Reputation: 21
SCENARIO DATA:
Row Col1 Col2 Col3 Col4 Col5
1 Bob Smith 2000-01-01 John Doe
2 Bob Smith 2010-01-01 Jane Jones
3 Ted Jones 2005-01-01 Pete Mills
4 Ted Jones 2008-01-01 John Doe
My SQL:
select col1, col2 from schema.table where col4='John' and col5='Doe'
I have no clue how to restrict my data as per need stated below.
I'm searching for where John Doe is in column 4/5 BUT I only want to retrieve the row if it's the current relationship (based on column 3) for the person in columns 1/2.
In the above data, I DO want the 4th row because John Doe is currently related to Ted Jones. But I do NOT want to retrieve the first row...because the John Doe row is NOT the current relation for Bob Smith. The current relation for Bob Smith is to Jane Jones.
IF I were searching for Pete Mills, I wouldn't want to find anything because Pete Mills is not the current relationship for Ted Jones.
Upvotes: 2
Views: 58
Reputation: 4820
You need to use something that DB2 call OLAP functions (other RDMS engines tend to call them window functions - both terms are valid). An OLAP function allows you to return analytic data about a row, e.g. what number it is in a sorted list.
For your query, you only want to return the first row for each person, so we use an OLAP function called ROW_NUMBER()

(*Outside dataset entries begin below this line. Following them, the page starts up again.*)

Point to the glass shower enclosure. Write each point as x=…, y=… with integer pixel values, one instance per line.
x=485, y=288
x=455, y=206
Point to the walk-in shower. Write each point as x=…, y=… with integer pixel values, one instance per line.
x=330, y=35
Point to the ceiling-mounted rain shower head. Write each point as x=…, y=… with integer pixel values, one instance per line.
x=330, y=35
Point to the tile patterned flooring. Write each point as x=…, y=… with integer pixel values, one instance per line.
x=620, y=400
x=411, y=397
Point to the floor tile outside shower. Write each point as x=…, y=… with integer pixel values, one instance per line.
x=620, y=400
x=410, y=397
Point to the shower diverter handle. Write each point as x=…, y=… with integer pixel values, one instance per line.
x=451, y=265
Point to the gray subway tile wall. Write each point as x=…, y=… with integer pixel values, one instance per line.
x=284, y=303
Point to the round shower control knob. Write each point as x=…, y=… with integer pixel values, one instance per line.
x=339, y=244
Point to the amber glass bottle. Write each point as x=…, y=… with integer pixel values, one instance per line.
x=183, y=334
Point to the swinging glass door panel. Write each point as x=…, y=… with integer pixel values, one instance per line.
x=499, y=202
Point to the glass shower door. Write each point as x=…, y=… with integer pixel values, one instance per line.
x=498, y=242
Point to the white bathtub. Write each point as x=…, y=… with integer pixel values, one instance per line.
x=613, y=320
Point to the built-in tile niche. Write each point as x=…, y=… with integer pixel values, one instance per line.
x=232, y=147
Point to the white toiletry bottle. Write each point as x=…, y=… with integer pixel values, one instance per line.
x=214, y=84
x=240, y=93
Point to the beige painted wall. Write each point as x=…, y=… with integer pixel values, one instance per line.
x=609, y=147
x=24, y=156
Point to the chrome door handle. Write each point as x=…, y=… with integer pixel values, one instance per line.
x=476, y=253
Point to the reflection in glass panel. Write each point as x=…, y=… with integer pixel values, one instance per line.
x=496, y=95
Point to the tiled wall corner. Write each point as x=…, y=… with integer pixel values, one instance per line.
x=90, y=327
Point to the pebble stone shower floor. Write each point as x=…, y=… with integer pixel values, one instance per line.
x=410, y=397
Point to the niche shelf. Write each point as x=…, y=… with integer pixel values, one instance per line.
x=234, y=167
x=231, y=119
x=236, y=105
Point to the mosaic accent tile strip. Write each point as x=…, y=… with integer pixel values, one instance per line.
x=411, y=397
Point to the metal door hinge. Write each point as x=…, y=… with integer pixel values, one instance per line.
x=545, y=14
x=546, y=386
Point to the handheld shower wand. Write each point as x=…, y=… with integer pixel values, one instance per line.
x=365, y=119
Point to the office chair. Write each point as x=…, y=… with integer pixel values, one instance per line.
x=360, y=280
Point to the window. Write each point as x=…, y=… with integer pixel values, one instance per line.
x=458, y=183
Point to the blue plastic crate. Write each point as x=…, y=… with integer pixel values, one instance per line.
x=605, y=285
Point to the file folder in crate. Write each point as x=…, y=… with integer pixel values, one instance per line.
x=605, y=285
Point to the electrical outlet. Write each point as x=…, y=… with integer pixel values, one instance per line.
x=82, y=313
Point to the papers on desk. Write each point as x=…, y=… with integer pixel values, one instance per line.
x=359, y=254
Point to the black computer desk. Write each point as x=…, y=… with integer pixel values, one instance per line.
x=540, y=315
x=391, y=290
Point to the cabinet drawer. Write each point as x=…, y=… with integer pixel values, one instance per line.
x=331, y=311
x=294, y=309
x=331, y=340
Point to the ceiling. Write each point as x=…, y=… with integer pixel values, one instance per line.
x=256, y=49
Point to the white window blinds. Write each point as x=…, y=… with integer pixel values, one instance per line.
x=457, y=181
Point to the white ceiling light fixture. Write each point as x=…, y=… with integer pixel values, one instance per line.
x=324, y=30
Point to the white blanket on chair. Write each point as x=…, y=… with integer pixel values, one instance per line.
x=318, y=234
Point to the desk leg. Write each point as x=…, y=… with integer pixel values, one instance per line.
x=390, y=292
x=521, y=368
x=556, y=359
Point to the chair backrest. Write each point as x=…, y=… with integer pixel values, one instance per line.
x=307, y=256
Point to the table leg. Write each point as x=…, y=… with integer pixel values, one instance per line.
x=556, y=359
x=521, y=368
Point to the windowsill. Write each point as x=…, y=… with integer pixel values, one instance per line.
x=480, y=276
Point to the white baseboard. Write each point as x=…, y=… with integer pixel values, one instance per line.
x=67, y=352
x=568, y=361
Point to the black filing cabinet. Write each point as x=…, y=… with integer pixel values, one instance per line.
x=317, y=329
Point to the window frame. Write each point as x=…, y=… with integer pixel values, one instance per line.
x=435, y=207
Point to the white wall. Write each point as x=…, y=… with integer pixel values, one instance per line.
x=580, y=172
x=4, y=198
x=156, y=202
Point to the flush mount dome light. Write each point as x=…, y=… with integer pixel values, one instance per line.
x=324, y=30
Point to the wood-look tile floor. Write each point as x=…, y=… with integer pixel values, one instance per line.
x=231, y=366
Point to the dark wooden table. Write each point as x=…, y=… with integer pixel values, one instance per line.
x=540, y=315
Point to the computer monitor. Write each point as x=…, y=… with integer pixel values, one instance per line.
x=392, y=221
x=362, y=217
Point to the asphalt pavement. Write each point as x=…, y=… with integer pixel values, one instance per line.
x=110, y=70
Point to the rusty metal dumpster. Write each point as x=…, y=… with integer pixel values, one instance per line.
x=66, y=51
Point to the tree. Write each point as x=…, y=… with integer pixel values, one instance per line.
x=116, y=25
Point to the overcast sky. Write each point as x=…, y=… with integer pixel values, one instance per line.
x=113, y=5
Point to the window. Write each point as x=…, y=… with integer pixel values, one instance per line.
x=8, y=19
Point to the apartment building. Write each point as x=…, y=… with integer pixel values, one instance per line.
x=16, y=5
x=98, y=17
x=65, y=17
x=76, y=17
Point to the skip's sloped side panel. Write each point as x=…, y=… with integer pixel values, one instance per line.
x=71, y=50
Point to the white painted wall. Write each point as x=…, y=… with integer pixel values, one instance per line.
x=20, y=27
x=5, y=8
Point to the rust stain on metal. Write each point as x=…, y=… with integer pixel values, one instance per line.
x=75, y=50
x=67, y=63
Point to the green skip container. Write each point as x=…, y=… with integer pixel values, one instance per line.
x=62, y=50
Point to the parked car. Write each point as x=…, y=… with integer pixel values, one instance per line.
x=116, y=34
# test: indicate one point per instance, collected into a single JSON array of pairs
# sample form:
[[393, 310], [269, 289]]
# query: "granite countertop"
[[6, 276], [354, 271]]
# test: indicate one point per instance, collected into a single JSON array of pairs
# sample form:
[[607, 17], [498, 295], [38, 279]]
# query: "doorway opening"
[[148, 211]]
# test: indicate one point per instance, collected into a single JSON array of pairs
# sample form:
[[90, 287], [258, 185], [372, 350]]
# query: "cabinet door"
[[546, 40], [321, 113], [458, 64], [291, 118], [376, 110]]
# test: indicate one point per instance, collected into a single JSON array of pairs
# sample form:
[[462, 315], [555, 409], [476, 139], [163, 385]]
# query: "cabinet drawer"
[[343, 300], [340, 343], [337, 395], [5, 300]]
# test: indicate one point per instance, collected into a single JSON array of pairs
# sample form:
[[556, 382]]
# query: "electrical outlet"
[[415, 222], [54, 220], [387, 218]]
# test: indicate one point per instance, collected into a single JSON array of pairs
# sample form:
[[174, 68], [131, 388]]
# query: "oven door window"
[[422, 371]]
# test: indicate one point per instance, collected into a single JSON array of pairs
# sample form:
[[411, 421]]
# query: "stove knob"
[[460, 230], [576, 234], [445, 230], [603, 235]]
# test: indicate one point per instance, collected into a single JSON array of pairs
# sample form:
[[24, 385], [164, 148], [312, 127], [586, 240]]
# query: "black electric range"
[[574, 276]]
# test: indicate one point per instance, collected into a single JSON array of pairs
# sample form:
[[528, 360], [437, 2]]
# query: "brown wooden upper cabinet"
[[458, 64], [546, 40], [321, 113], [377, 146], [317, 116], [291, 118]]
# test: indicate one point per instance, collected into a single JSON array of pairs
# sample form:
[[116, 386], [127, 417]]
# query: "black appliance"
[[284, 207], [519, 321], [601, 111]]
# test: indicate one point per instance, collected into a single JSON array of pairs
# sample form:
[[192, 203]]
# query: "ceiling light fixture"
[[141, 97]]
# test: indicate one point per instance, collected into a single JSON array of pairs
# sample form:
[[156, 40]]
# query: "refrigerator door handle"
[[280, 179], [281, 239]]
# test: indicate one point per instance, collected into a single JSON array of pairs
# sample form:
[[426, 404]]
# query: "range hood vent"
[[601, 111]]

. When we use this function, we want to partition over the Col1/Col2 data (i.e. we are grouping on that data) and then reverse sort on Col3 to get the latest result. After that, we want to pick the rows that have the top value in the OLAP function, like so:
SELECT *
FROM (
SELECT
*,
ROW_NUMBER() OVER (PARTITION BY Col1, Col2 ORDER BY Col3 DESC) AS rn
FROM schema.table
) AS ranked_scenarios
WHERE rn = 1
Upvotes: 3